Acrescento, ainda, com base nas declarações do Sr. Presidente da Câmara Municipal de Ovar na última Assembleia Municipal (ordinária, de 16 de dezembro) de que ainda nenhuma posição se tomou sobre esta matéria.

  • Mantemos a ligação à Feira, conforme se garantiu por meio do Protocolo entre a Câmara Municipal de Ovar e o Ministério da Saúde, em 2007?
  • Ou cedemos à nova posição da Comunidade Intermunicipal de Aveiro (CIRA)? De querer transferir a população de Ovar para o Hospital de Aveiro, com o propósito de aumentar o leque de utentes, e com isso justificar uma obra de melhoramento e ampliação do Hospital de Aveiro?

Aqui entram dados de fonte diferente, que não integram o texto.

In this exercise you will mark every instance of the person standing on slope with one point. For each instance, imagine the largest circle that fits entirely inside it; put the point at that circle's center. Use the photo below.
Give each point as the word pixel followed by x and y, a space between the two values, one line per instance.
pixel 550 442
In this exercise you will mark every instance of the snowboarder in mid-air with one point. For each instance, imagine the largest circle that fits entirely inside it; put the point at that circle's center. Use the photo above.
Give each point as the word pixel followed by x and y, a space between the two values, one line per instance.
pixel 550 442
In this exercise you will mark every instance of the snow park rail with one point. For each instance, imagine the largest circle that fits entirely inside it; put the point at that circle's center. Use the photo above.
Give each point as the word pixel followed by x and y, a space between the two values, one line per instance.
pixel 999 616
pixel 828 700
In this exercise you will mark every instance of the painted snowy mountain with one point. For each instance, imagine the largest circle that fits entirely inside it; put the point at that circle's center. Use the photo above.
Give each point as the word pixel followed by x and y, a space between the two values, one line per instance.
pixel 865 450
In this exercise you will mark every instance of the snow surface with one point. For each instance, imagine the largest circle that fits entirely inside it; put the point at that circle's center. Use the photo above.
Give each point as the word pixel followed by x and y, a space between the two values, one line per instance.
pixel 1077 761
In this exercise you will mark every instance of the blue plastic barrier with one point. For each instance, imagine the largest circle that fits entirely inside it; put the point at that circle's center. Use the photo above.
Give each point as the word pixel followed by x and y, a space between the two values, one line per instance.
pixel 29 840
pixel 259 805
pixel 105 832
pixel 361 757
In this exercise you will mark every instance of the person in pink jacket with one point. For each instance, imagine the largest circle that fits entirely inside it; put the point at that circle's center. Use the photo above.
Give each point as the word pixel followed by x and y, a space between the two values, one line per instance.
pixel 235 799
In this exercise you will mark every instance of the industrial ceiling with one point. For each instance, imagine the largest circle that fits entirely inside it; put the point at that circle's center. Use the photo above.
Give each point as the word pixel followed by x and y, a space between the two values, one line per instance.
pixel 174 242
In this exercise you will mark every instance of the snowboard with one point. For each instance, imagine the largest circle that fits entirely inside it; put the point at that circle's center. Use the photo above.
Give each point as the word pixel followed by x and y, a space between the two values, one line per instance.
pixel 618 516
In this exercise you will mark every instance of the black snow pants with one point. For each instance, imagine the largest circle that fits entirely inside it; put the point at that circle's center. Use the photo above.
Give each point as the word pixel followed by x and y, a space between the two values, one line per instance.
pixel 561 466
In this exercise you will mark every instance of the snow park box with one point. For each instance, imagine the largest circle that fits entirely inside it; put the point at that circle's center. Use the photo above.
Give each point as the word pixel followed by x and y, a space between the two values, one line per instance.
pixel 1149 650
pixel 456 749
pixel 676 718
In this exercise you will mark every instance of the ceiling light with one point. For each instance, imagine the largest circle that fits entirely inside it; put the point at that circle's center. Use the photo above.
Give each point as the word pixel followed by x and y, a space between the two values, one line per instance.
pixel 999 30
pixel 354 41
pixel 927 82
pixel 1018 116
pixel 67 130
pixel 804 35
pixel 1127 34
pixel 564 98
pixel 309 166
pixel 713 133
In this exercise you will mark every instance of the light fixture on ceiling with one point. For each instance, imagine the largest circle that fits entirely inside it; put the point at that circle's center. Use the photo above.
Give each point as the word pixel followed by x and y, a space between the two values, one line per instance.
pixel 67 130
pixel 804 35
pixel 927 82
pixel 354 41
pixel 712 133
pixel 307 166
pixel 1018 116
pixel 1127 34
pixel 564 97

Qualquer ULS deve partir das pessoas para a organização administrativa e não sobrepor lógicas e interesses administrativos com laivos de corporativismo de má memória aos interesses das pessoas. 

Ora, as pessoas e munícipes de Ovar querem e têm direito a cuidados de saúde primários de qualidade, a serviços hospitalares eficientes, a uma rede de emergência que dê respostas atempadas. 

Qualquer referenciação a Aveiro ou Coimbra não garante estes requisitos. 

E uma referenciação a Santa Maria da Feira, deve ser trabalhada nas suas diferentes vertentes, implicando múltiplos agentes e instituições na participação e definição do que se pretende para o Município de Ovar.

A bem da nossa população, pelo acesso a um sistema de Saúde mais eficaz e eficiente, é preciso ir contra a posição da CIRA do qual o nosso Presidente da CMO é Vice-Presidente, e lutar para a manutenção da referenciação do Hospital de Ovar a Santa Maria da Feira.